How does one know if the price of an options leg is expensive or not? Is looking at the IV of that strike relative to its historic IV the only way to do it?
The Black Scholes Option Pricing Model: The Model or Formula calculates an theoretical value of an option based on 6 variables. These variables are: Whether the option is a call or a put The current underlying stock price The time left until the option's expiration date The strike price of the option The risk-free interest rate The volatility of the stock
That's going vary according to "what's happening now"... with the market in general and with a particular issue and current fundamentals. I don't know how you can "put a number" on that.

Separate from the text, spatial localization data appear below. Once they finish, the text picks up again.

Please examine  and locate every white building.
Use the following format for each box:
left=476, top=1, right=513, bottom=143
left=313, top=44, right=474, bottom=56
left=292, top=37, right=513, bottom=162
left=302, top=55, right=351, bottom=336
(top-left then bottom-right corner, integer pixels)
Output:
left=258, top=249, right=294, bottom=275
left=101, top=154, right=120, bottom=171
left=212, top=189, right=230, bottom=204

IMO: Terminology a bit to vague to provide helpful response. "expensive" relative to what? Consider what you are desiring to accomplish, then focus on more precise objective. Since you mention historic IV, you may be considering whether a specific term/strike is expected to decrease in value due to your expectation that volatility is elevated more than normal. It may aid to consider more of how you expect to exploit a perceived edge, and gain a bit more focus on your evaluation. (how much time will you be in the trade, and what other conditions will impact your decision). Perhaps consider if the specific strike price is in balance with the neighboring strikes (perhaps concavity in the IV surface near your interest point) that may influence you strike choice. Observation of the IV surface near the point in time you expect to exit the trade (assuming you do enough of these to desire statistical bias on your side). [errata: not really statistical bias... More like where the market expects it to go based on current info]

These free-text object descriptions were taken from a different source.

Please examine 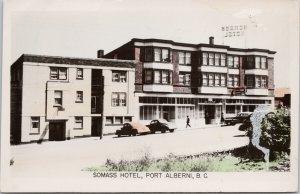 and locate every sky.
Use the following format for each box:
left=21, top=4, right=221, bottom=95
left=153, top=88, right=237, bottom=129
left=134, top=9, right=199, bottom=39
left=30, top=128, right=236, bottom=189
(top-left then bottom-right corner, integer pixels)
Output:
left=7, top=0, right=299, bottom=88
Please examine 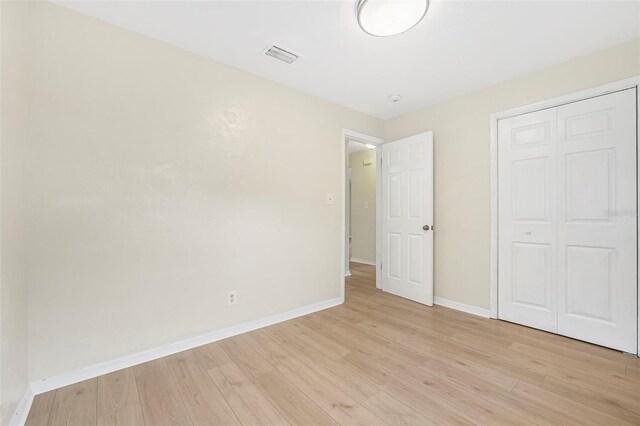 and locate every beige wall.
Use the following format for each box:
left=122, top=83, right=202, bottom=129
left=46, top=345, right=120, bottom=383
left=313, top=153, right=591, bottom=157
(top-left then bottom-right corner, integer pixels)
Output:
left=0, top=1, right=29, bottom=423
left=24, top=1, right=383, bottom=381
left=349, top=149, right=376, bottom=262
left=384, top=38, right=640, bottom=309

Look at the IV skew of the option leg relative to the other legs of the spread. If you're trading a call spread where you're buying a 10% IV call and selling a 12% IV call, the skew is in your favor. You'll be paying less extrinsic premium on the 10% IV long strike and you're selling more extrinsic premium on the 12% IV strike. If you have a specific trade in mind, post a screenshot so we can evaluate it.
A more intuitive way is to ask yourself what you believe forward volatility will look like. Vol is only cheap or expensive when you have a view of it going forward. If volatility is 30 and it's never reached that level, but I believe it's going to 40 by historical measure it may be wildly expensive when in reality my forecast means I view it as cheap. BTW if it's the only strike/expiration that is really out of line there is potentially a really good opportunity to create a ratio or a fly at very favorable prices and I'd be asking myself why the MM trade engines didn't just arb it out.